Existing indicators used to assess port performances, whether financial, economic, social or environmental sustainability, can be relied upon to infer preparedness to withstand disruptions and keep port activity flowing during and after events. While keeping track of resilience performance through indicators and data is important for resilience-building is important, a common challenge associated with assessing, monitoring, and tracking port resilience and its performance relates to the variables/aspects and indicators (metrics) that need to be developed, quantified and compiled (figure 24).
Figure 24: Resilience-related variable and metrics
Source: Adapted from Kim, S., S. Choi and C. Kim (2021).
Variables that could serve as metrics can be grouped by resilience categories:
- Robustness. The expectation is that port performance should not deviate significantly from a standard representing an expected throughput and should be able to carry out a continuity of operations when faced with a disruption. Robustness can also be measured by the stability of operations and a port’s ability to handle multiple possible disruptions.
- Redundancy. A port can maintain a reserve capacity of equipment and workforce that can be brought in case of a disruption. This also involves backup energy and utility supplies to maintain operations if regular supplies are compromised. The port can also have reserve capacity to handle unexpected demand surges.
- Visibility. The port has an information system that accurately tracks its operations, can track equipment and workforce in real-time, and has an effective business intelligence programme for data analysis and horizon scanning.
- Flexibility. The port can adjust its delivery schedules to mitigate disruptions, particularly its yard and gate operations. This may also require adjusting workforce capacity in response to disturbances. On both the maritime (e.g. shipping lines) and hinterland sides (e.g. truck, rail, cargo owners), port users must be able to adjust capacity to mitigate disruptions.

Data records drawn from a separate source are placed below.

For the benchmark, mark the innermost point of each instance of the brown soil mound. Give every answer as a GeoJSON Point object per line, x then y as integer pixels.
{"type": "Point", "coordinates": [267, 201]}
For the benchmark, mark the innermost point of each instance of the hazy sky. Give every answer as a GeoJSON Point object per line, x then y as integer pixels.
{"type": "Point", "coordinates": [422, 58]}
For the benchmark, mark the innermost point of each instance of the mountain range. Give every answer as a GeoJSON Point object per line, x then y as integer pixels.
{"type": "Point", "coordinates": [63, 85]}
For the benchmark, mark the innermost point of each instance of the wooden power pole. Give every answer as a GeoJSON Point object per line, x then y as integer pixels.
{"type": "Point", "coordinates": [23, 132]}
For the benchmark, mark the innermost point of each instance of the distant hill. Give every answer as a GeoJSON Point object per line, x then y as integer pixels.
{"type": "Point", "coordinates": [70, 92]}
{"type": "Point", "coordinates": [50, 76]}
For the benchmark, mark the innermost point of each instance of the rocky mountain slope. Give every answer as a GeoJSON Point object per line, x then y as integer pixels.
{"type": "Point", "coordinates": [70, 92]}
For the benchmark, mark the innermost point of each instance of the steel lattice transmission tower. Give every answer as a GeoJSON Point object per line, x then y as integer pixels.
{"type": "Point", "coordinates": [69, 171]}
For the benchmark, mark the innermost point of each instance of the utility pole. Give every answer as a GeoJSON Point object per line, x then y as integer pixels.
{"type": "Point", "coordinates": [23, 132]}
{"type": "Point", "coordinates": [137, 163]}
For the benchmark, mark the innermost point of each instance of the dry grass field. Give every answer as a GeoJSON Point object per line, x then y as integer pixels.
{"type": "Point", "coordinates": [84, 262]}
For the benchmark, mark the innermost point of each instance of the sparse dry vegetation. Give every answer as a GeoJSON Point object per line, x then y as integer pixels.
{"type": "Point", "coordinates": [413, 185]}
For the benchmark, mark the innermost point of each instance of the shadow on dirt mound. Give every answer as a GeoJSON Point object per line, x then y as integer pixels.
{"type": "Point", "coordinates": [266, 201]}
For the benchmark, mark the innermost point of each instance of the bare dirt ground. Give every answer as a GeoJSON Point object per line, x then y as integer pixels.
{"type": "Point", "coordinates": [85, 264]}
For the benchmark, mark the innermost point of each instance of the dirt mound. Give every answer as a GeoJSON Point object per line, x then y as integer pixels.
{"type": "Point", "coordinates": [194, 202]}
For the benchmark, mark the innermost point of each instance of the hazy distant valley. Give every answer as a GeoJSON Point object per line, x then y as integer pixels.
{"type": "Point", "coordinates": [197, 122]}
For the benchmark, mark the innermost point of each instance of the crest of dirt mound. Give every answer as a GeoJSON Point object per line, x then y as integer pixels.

- Collaboration. A port can interact with key stakeholders to mitigate disruptions. This implies the development of strategic objectives that can be addressed jointly and finding issues where stakeholders could obtain mutual benefits and create synergies.
- Agility. A port can respond to unusual requests by partners, including specialized and project cargo. Port operations can react to changes, such as new regulations, market and demand changes, and new technologies. A port’s workforce can handle various tasks and switch tasks according to the demand.
- Information sharing. A port can exchange relevant information with stakeholders in a timely manner, and ensure that this information is accurate.
- Response. A port can quickly respond to disruptions as it can do so. These responses are also effective. The availability of contingency plans allows resources to be put forward to respond to a disruption.
- Recovery. A port has the financial capacity to absorb significant losses through existing reserves and financial support from third parties, such as banks and public funds. A port should have the resources to lower the cost of disruption and recovery.